Sometime in late Spring last year I made this blog completely private and shut it down due to some challenging circumstances taking place in my life in the real world. I figured today on my birthday would be a good time to finally relaunch it. I will cover some of my plans going forward for this blog and creative projects more in another blog post. Today’s post is about challenging myself to approach life differently this year.
I turned thirty three years old today and as I was driving to work this morning I began wondering to myself what significance there was in that. After all 33 isn’t one of those popular birthdays that people make a big deal about. And then it hit me that Jesus was 33 when he was crucified.
I began to think about how by 33 years old, Jesus had already impacted the lives of thousands of his contemporaries and of course billions of lives in the two millennia since then. Which caused me to question, in my 33 years on this Earth, whose lives have I impacted? Whose suffering have I eased? I don’t presume to think that I will be used in a way that will be remembered for millennia, because fame and personal legacy isn’t the point of Christianity. And I’m sure the people whose lives Jesus personally touched during his lifetime had no concept of the passage of time that would stretch out beyond that Earthly life.
Their focus and their hearts were touched then and there. Jesus showed compassion to the suffering people in his life in a way that I think for me personally gets lost sometimes. And I don’t think I am alone in that. I grew up with a mindset that many of the suffering people in this country are there by their own choosing. That poverty, substance abuse, and abusive relationships were something that could be risen above if only these unfortunate people would make different choices. A mindset that says that someone on government assistance must be lazy and chooses to stay on government assistance because it is the easy path. Sometimes I wonder if the rise of government assistance was fueled by a decline of charity from the Church or if the rise of government assistance fueled the decline of charity from the Church.
While there are certainly elements of truth in the above paragraph and for some people it is more true than others, what strikes me about this way of thinking is that nowhere in the scriptures do I see Jesus utilizing this same kind of cynical logic to excuse not easing the pain and suffering of the people around him. I was pondering today, what if the woman accused of adultery hadn’t listened when Jesus told her to “Go and sin no more.” (John 8:11) Would He have said the same thing to her if their paths had crossed a second time under the same circumstances? Would He have then condoned the stoning that the accusers had wanted in the first place? Any answer to these questions is pure speculation of course and I don’t pretend to know the mind of God.
My point here is that, Jesus lived a life of compassion towards humanity during His time here on Earth. Most of the miracles He performed were driven by being moved to compassion by the suffering of people around Him. If we are Christians, people who embrace the teachings of Christ, should we not live the same way?

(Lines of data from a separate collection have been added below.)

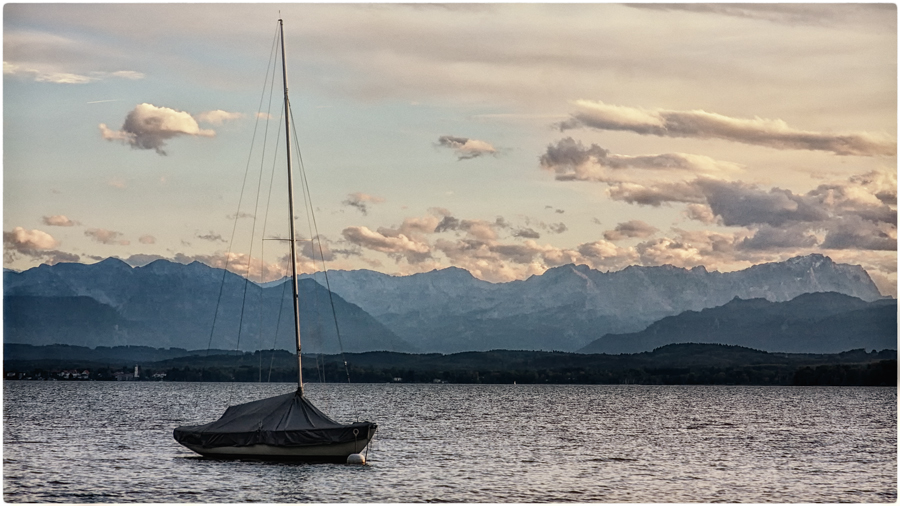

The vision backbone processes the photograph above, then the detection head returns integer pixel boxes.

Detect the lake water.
[3,381,897,503]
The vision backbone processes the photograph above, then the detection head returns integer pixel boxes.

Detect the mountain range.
[4,255,896,353]
[579,292,897,354]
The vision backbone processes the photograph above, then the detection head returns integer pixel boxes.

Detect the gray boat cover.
[174,391,377,448]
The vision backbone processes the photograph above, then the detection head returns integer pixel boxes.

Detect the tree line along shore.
[4,344,897,387]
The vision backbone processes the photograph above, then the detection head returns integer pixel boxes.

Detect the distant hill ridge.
[579,292,897,354]
[4,255,882,353]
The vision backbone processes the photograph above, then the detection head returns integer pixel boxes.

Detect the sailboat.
[173,19,378,462]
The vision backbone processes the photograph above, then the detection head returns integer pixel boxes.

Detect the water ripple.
[3,382,897,503]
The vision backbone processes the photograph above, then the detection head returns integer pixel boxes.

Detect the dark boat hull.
[181,428,375,463]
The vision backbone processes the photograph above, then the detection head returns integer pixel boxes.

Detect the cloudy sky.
[3,4,897,295]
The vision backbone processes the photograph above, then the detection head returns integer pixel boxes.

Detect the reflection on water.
[3,381,897,503]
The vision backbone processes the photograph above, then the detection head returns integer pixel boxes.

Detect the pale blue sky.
[3,4,897,294]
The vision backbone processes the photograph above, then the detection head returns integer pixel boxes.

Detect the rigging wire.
[287,105,350,383]
[200,19,278,390]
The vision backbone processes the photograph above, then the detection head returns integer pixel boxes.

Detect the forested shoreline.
[4,344,897,386]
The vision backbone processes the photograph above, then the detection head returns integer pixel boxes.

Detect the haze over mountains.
[4,255,896,353]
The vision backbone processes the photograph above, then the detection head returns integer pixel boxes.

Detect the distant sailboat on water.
[173,19,378,462]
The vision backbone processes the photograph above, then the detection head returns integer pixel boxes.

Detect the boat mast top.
[278,18,303,395]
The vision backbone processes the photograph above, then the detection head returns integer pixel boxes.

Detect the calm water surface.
[3,381,897,503]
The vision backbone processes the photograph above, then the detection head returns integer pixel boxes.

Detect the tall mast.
[278,19,303,395]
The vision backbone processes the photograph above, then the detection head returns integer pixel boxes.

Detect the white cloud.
[341,192,384,214]
[42,214,80,227]
[197,109,244,125]
[603,220,659,241]
[3,227,59,251]
[100,103,216,155]
[84,228,129,246]
[559,100,897,156]
[438,135,497,160]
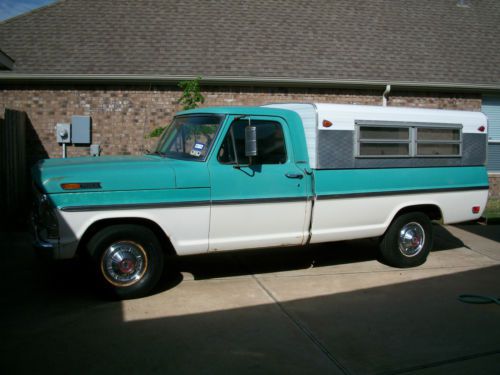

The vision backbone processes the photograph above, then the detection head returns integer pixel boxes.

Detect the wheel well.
[394,204,443,220]
[77,218,177,256]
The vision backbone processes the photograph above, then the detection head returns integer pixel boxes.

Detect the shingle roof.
[0,0,500,85]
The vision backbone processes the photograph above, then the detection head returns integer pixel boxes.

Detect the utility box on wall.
[71,116,92,144]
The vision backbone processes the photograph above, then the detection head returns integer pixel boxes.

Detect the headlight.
[40,195,59,239]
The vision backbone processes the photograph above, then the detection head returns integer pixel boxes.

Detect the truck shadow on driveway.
[0,228,500,375]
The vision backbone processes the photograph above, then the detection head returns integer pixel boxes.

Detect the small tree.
[149,76,205,138]
[178,77,205,110]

Every year I choose some kind of theme for the year for my life. I’ve been doing this for many years now and I don’t even remember how it started. This year I want to make my theme Compassion. It is probably one of the more challenging themes I have ever given myself because it requires effort beyond my house, beyond my family and out into the world to help heal the hurting and the lost with compassion.
Last year’s theme was Accomplishment and I failed at it completely. It was a theme built around the idea of finally accomplishing some of my long-term creative goals. And I didn’t accomplish any of them. I should probably more upset about that but 2014 is over and living in the past won’t fix it.
So I am moving forward into 2015 with the compassionate actions of Christ as my guide and knowing that successfully embracing that theme will be a bigger accomplishment than anything I had hoped to do for myself in 2014.